Nor is it clear that the legislature intended to make the appropriation for the present biennium applicable to the debts of the past, though the relator contends that this is *189evident from what the governor said in his budget message to the legislature, coupled with what the legislature did in the light of it. The excerpt cited is as follows, as taken from the relator’s brief:
“There is approximately $1,096,000 unpaid on contract work done on the state highways last year. These road contracts entered into during 1922 seem to mortgage the revenues of the state for nearly a year ahead.”

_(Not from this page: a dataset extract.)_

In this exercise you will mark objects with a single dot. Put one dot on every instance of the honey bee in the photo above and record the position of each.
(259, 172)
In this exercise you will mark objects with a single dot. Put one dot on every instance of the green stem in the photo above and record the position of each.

It is quite possible that this statement from the pen of the executive was less to sanction the referred to practice than to expose the abuse. Be that as it may, the legislature and the governor will be presumed to have been mindful of the covering provisions of the Constitution and of the construction so long placed on them. Being so advised as to the facts and being so mindful of the law, the legislature did not in any way intimate in its appropriation for the coming biennium that it intended that such appropriation should be used to satisfy debts already incurred. There was work to be done and to be paid for during the two years to come. It was not expected that the federal aid projects of the state would stand still. The legislature must have contemplated that the improvement program would continue. To provide for its continuance the 1923-1925 appropriation was made. As a matter of law the legislature could not provide for the payment of past obligations out of an appropriation for the expenses of a future period. It did not attempt to do so, and that it did not intend anything of the kind is apparent from the house journal for 1923, page 1125:
“That- with the balance due from the federal government on the road building program collected, sufficient money will be available to meet all contracts entered into.”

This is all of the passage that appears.